Gene expression profiling of ampullary carcinomas classifies ampullary carcinomas into biliary-like and intestinal-like subtypes that are prognostic of outcome

Abstract

Background: Adenocarcinomas of the ampulla of Vater are classified as biliary cancers, though the exact epithelium of origin for these cancers is not known. We sought to molecularly classify ampullary adenocarcinomas in comparison to known adenocarcinomas of the pancreas, bile duct, and duodenum by gene expression analysis.

Methods: We analyzed 32 fresh-frozen resected, untreated periampullary adenocarcinomas (8 pancreatic, 2 extrahepatic biliary, 8 duodenal, and 14 ampullary) using the Affymetrix U133 Plus 2.0 genome array. Unsupervised and supervised hierarchical clustering identified two subtypes of ampullary carcinomas that were molecularly and histologically characterized.

Results: Hierarchical clustering of periampullary carcinomas segregated ampullary carcinomas into two subgroups, which were distinctly different from pancreatic carcinomas. Non-pancreatic periampullary adenocarcinomas were segregated into two subgroups with differing prognoses: 5 year RFS (77% vs. 0%, p = 0.007) and 5 year OS (100% vs. 35%, p = 0.005). Unsupervised clustering analysis of the 14 ampullary samples also identified two subgroups: a good prognosis intestinal-like subgroup and a poor prognosis biliary-like subgroup with 5 year OS of 70% vs. 28%, P = 0.09. Expression of CK7+/CK20- but not CDX-2 correlated with these two subgroups. Activation of the AKT and MAPK pathways were both increased in the poor prognostic biliary-like subgroup. In an independent 80 patient ampullary validation dataset only histological subtype (intestinal vs. pancreaticobiliary) was significantly associated with OS in both univariate (p = 0.006) and multivariate analysis (P = 0.04).

Conclusions: Gene expression analysis discriminated pancreatic adenocarcinomas from other periampullary carcinomas and identified two prognostically relevant subgroups of ampullary adenocarcinomas. Histological subtype was an independent prognostic factor in ampullary adenocarcinomas.

Figure 1

Unsupervised hierarchical clustering of all 32 periampullary adenocarcinoma samples (A).Supervised hierarchical clustering based upon the 133 differentially expressed genes between pancreatic and duodenal adenocarcinomas (B). Clinical characteristics are listed below the figure: age >65 y/o (black), male gender (black), poor differentiation (black), mucinous histology (black), T4 (black), N1 (black), and the presence of a precursor lesion such as an adenoma, dysplasia or pancreatic intraepithelial neoplasia (black).
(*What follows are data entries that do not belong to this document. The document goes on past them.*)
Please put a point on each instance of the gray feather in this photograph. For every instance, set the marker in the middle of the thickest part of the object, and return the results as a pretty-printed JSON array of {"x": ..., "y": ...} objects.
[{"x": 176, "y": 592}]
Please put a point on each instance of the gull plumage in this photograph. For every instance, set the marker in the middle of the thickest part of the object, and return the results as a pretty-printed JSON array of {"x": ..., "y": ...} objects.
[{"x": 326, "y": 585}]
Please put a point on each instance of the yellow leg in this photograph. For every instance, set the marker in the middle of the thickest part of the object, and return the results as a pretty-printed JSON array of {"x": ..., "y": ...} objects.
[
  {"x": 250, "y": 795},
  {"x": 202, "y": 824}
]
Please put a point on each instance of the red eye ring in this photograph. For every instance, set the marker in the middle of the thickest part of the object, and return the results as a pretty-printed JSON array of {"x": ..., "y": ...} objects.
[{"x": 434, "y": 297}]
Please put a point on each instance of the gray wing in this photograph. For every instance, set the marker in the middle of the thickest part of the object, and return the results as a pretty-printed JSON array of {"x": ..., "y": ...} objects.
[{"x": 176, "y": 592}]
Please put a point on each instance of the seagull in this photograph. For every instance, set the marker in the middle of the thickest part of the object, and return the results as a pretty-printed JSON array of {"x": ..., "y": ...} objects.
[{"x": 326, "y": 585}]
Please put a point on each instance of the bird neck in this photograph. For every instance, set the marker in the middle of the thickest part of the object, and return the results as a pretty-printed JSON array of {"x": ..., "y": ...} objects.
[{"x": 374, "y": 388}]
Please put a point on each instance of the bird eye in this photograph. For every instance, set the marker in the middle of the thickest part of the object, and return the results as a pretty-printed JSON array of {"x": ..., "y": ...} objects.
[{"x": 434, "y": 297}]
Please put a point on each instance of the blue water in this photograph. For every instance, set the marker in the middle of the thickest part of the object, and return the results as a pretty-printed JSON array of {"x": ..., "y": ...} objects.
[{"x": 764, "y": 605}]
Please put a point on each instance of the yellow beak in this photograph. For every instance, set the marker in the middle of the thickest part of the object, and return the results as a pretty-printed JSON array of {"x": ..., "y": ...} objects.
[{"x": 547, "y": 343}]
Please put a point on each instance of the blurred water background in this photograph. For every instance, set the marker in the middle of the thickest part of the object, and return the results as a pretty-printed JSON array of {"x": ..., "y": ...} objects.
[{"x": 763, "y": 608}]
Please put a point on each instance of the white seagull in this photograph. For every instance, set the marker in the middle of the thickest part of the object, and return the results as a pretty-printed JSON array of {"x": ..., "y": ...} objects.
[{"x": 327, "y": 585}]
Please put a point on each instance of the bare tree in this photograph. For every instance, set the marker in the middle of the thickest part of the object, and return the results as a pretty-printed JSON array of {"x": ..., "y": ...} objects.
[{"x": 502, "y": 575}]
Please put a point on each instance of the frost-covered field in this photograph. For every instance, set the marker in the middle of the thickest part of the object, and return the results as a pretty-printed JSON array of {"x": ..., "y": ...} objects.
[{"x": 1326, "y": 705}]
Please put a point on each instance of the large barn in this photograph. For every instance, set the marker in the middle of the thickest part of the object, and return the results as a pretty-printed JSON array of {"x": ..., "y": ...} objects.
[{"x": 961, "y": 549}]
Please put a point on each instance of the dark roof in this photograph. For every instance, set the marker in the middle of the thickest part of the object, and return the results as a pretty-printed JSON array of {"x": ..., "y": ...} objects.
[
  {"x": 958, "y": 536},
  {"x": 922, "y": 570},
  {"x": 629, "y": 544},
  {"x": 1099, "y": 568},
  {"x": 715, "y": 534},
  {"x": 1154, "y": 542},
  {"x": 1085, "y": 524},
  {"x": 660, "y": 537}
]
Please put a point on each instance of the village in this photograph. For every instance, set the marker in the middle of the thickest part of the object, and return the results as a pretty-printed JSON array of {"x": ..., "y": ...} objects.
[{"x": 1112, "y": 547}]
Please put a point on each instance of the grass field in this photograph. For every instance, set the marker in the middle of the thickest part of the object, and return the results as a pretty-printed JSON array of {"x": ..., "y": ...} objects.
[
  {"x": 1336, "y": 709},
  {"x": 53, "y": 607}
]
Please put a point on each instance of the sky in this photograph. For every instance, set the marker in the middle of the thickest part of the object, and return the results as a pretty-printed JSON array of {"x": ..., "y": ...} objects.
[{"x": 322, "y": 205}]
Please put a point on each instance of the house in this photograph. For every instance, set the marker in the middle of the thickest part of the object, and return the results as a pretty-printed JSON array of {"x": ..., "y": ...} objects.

Overall survival by (C) tumor type and (D) gene expression grouping (group 1, n = 9; group 2, n = 13; group 3, n = 10).

Figure 2

Unsupervised hierarchical clustering of ampullary adenocarcinoma samples, n = 14 (A).Clinical and molecular characteristics are listed below the figure: group 3 gene expression grouping (black), poor differentiation (black), mucinous histology (black), T4/T3 (black), N1 (black), presence of an adenoma (black), activation mutations in KRAS, BRAF, PI3K (black), MSI-high status (black), CK7+/CK20− (black), CDX-2+ (black), and histological subtype. Overall survival by gene expression derived biliary-like and intestinal-like ampullary subgroups (B).

Figure 3. Unsupervised hierarchical clustering of the differentially expressed proteins (P<0.05) between gene expression derived biliary-like and intestinal-like ampullary subgroups.

Figure 4. Overall survival and relapse-free survival for the 80 patient ampullary dataset stratified by (A,B) CDX-2 expression status, (C,D) CK7+/CK20− expression status, and (E,F) histological subtype, respectively.